And so it goes...
Richard
Green Beret From El Paso Met Valiant, Obscure Death In Vietnam
ElPasoTimes, 18 July 2010
Sgt. John Robert Jones, a Green Beret from El Paso, is the forgotten man in one of the most storied battles of Vietnam.
His fighting spirit is part of the historic record, but Jones' selflessness has often been overlooked in accounts of what happened in the
fight for Hickory Hill.
Not a word was written about him in his hometown newspapers after the Army reported him missing in action on June 5, 1971. Jones' body has never been found. This is his story, reconstructed with the help of the last American who saw him, Medal of Honor recipient Jon R. Cavaiani.
Jones was part of an Army Special Forces platoon assigned to the isolated Hickory Hill radio relay site in Vietnam. Described by other soldiers as stocky, tough and determined, Jones was 22 years old in the spring of 1971.
With him at Hickory Hill were 16 other Special Forces soldiers and 68 commandos from the highlands of South Vietnam who were helping the Americans. U.S. soldiers called these allies Montagnards, French for "the mountain people."
Starting on June 3, a North Vietnamese unit of superior size stormed the hill with rifles, mortars and rocket-propelled grenades. Cavaiani, a staff sergeant, knew his forces were outgunned, so he moved to save them from an onslaught.

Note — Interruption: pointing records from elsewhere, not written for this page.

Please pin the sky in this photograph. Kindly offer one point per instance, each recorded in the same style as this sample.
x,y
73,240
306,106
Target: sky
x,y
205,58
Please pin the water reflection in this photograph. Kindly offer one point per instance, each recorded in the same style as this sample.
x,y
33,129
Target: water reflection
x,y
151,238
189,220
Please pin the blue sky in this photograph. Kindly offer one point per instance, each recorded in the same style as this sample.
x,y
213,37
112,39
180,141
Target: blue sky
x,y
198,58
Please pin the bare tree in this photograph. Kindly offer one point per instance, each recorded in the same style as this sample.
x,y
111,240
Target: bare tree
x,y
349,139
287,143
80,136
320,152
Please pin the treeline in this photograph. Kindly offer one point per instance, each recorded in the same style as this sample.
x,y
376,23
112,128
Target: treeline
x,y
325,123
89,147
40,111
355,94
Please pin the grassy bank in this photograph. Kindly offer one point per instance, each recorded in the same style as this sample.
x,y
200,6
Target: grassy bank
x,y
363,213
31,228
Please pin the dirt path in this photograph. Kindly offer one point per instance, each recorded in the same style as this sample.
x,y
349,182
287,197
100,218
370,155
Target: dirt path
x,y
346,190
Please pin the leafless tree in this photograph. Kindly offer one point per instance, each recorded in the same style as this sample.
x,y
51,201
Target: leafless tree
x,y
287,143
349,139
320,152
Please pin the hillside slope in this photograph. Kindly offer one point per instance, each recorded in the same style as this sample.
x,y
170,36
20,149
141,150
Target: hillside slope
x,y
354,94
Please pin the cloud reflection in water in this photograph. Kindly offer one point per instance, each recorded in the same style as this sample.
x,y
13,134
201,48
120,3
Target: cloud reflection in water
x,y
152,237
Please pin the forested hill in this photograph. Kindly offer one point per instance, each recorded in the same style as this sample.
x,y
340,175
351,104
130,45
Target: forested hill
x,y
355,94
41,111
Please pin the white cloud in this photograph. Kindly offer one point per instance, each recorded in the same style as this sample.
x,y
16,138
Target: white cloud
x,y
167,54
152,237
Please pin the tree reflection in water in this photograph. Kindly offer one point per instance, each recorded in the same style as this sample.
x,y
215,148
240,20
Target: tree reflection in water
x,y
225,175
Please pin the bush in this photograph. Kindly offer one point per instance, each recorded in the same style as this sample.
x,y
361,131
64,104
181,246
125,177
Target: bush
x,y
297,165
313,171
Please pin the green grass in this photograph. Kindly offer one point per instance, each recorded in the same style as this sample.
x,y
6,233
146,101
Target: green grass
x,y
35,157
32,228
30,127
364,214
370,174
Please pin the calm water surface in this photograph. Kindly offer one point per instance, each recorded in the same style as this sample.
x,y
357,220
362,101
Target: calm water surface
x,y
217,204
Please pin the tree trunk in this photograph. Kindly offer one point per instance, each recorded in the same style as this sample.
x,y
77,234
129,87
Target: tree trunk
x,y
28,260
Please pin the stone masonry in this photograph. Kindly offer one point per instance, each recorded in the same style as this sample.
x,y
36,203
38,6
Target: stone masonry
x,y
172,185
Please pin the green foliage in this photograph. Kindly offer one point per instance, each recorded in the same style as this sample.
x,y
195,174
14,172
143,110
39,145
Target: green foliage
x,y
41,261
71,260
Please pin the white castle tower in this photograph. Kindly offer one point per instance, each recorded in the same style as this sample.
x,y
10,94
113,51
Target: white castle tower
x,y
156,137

Cavaiani repeatedly exposed himself to heavy enemy fire as he led his platoon "in a desperate fight for survival," his Medal of Honor citation says. Providing covering fire, he directed the first three helicopters that began evacuating his men. Then he kept up the fight.
By the early morning hours of June 5, only Cavaiani, Jones and 17 South Vietnamese commandos remained to defend the mountaintop. Jones had assured Cavaiani that the carnage on Hickory Hill was nothing new to him and that he wanted to stay in the battle.

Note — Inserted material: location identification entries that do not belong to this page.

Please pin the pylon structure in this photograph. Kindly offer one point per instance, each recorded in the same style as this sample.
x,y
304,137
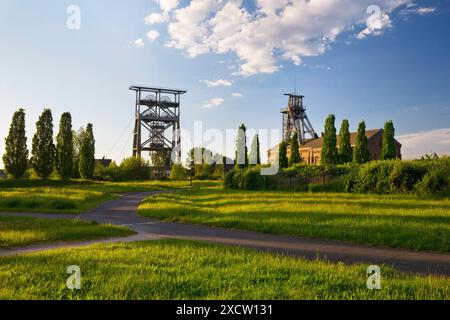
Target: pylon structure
x,y
157,113
295,119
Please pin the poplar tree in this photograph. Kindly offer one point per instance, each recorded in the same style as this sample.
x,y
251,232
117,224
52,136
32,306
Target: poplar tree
x,y
295,155
43,149
241,148
389,150
87,153
255,155
329,148
345,147
64,147
15,158
282,155
361,152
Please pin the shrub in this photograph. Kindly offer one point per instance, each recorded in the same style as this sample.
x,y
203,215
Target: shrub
x,y
230,180
253,180
435,183
178,172
406,174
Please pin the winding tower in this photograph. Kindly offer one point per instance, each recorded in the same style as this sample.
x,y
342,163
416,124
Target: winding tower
x,y
295,119
157,125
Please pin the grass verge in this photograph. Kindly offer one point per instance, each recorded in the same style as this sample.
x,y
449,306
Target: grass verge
x,y
23,231
387,220
173,269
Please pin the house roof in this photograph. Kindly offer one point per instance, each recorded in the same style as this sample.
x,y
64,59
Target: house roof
x,y
318,142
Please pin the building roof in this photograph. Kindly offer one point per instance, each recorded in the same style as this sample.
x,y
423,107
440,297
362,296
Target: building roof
x,y
318,142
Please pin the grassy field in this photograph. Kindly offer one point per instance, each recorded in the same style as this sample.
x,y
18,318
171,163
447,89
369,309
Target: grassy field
x,y
68,197
388,220
190,270
23,231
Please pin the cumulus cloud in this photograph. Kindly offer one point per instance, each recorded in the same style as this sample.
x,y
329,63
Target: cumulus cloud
x,y
418,144
138,43
152,35
213,102
274,31
217,83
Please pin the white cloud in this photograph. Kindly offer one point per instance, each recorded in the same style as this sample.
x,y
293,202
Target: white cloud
x,y
217,83
155,18
138,43
213,103
276,30
418,144
167,5
152,35
426,10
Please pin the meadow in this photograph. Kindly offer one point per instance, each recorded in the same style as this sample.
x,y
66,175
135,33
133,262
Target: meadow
x,y
75,196
172,269
405,221
23,231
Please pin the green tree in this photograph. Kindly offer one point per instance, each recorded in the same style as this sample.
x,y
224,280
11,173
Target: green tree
x,y
295,154
43,150
87,153
64,147
241,160
361,152
15,158
77,139
345,147
389,149
255,155
329,148
282,155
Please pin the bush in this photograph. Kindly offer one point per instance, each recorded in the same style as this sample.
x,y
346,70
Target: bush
x,y
178,173
406,175
435,183
253,180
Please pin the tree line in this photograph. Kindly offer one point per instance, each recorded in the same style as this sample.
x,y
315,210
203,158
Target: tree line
x,y
73,155
331,153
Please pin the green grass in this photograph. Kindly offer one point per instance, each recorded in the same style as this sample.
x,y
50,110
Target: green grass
x,y
388,220
23,231
68,197
173,269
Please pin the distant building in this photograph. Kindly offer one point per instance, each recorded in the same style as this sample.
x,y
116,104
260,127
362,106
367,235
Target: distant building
x,y
311,150
104,162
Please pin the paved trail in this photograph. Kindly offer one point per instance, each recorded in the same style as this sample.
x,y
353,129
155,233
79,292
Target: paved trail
x,y
122,211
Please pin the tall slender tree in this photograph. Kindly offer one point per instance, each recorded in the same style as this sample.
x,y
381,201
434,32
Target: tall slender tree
x,y
295,153
87,153
345,147
329,148
64,147
361,152
255,155
241,148
282,155
389,149
43,150
77,141
15,158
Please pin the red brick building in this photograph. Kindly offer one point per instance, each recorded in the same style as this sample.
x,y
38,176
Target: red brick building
x,y
311,150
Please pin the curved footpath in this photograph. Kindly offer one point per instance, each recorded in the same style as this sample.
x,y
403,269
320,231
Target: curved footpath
x,y
122,211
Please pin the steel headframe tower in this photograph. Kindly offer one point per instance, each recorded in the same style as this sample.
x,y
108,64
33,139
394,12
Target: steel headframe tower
x,y
295,119
157,111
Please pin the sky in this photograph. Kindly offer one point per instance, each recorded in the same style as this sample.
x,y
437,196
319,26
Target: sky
x,y
374,60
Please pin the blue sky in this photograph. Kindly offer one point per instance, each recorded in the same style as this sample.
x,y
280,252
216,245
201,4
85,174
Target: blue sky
x,y
399,68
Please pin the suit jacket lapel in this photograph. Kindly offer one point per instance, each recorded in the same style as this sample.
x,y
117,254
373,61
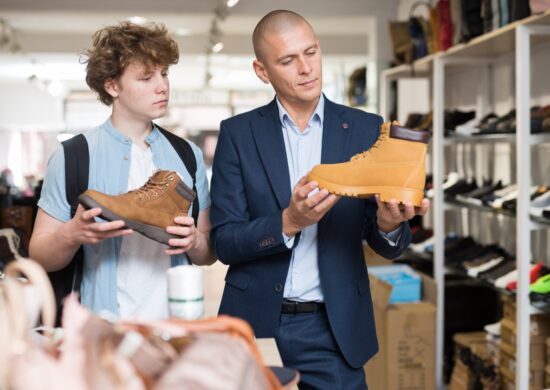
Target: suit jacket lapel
x,y
336,138
268,136
336,135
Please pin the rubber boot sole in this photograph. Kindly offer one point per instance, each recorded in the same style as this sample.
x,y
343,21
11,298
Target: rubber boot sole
x,y
386,193
152,232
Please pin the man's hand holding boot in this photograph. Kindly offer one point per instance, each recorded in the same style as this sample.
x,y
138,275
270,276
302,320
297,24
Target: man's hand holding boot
x,y
305,210
390,216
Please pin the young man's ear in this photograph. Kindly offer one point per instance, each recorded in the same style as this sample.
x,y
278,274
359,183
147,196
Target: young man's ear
x,y
111,87
260,71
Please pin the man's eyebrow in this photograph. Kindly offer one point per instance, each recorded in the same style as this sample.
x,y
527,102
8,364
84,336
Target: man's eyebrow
x,y
312,46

"I found out that he exaggerated his combat experience," Cavaiani said in a telephone interview from his home in California. "He was a good kid. I take people at their word, but I regret now that I kept Jones back with me."

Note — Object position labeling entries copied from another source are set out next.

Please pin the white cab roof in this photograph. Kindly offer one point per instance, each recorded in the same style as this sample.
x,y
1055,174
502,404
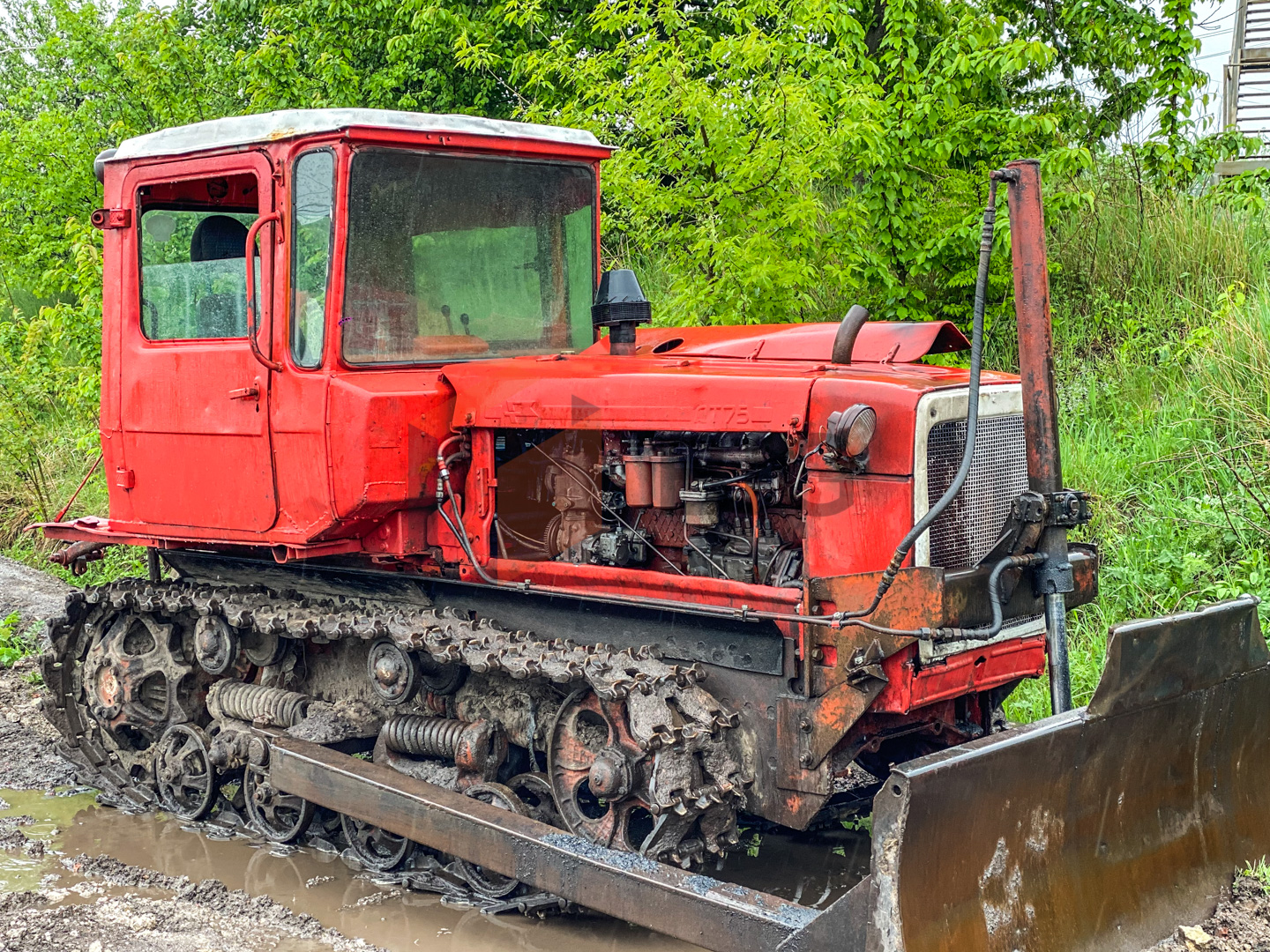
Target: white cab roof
x,y
288,123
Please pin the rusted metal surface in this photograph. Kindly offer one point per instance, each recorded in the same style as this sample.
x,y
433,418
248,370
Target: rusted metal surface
x,y
1035,340
966,591
1097,829
714,914
1041,405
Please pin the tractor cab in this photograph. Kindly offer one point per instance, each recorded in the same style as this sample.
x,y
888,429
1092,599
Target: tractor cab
x,y
251,263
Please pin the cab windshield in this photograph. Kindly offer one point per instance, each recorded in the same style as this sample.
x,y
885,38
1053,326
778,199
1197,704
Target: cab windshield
x,y
462,258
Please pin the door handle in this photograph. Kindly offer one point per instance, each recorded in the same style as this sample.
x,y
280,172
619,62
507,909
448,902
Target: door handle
x,y
250,291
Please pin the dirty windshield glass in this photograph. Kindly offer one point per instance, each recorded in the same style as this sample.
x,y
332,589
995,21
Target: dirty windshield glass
x,y
193,282
459,258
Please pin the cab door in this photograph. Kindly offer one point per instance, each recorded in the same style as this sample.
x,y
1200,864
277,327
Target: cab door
x,y
193,398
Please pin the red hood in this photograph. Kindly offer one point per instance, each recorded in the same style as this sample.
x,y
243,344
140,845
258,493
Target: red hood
x,y
879,342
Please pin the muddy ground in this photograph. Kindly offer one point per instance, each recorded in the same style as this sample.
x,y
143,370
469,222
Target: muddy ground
x,y
94,903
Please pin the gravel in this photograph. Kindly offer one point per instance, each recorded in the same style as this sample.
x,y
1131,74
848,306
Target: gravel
x,y
34,594
1240,925
192,917
112,906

Cavaiani, though just 27 at the time, regarded himself as the grizzled warrior. To him, Jones seemed very young, Green Beret or not.
Cavaiani hoped to get everybody out alive, by force or by trickery. He continued to fire away at the attackers as the last 17 Montagnards tried to escape. Some made it. Others died.
Jones went to retrieve the radio. "Charlie," as Cavaiani called the North Vietnamese, "started the big attack" about the same time.
Then Jones and Cavaiani found themselves together, trapped in a 9-by-9-foot bunker. An enemy soldier dropped a grenade through a hole in the bunker, and the blast wounded Jones in a leg.
With enemy soldiers converging, Cavaiani said, Jones said he would surrender. Cavaiani, intent on a different survival strategy, told Jones he was going to "play dead." He hoped the North Vietnamese would overlook him in the darkness and chaos.
As Jones stepped out of the bunker, he spat a profanity at the enemy. "They shot and killed him then," Cavaiani said.
A couple of the enemy soldiers spotted Cavaiani. They poked at him with their rifles, and were satisfied that he was dead. They set the bunker on fire and moved on.
Burned, exhausted and determined, Cavaiani ran from that bunker to another. Escape, though, proved impossible. Enemy soldiers captured him soon after.
They held him as a prisoner of war for 21 months, until March 1973. The following year, President Ford awarded Cavaiani the Medal of Honor, America's highest decoration for combat valor.
Once free and back in the states, he said, he visited El Paso to see Jones' parents. He said he remembered little about that time, but wanted to tell them in person how brave Jones had been under incredible pressure.
"Jones was just a young kid. He did his job up there," Cavaiani said.
The Army awarded Jones the Silver Star, the third-highest medal for valor.
Jones was listed as a student at Irvin High School in 1968, but did not graduate, a school district spokesman said.
His exploits in Vietnam went unpublicized in El Paso after his disappearance and presumed death. In the intervening years, attention bestowed on Cavaiani cast some light on Jones' story.
Cavaiani said he has the coordinates of the spot where bullets felled Jones. He said he hoped the Joint POW/MIA Accounting Command might still be able to locate his remains and verify his identity through DNA.
Had he lived, Jones would have turned 61 this year.
Instead, he died young and became one of El Paso's forgotten soldiers. Cavaiani, though, will always remember him.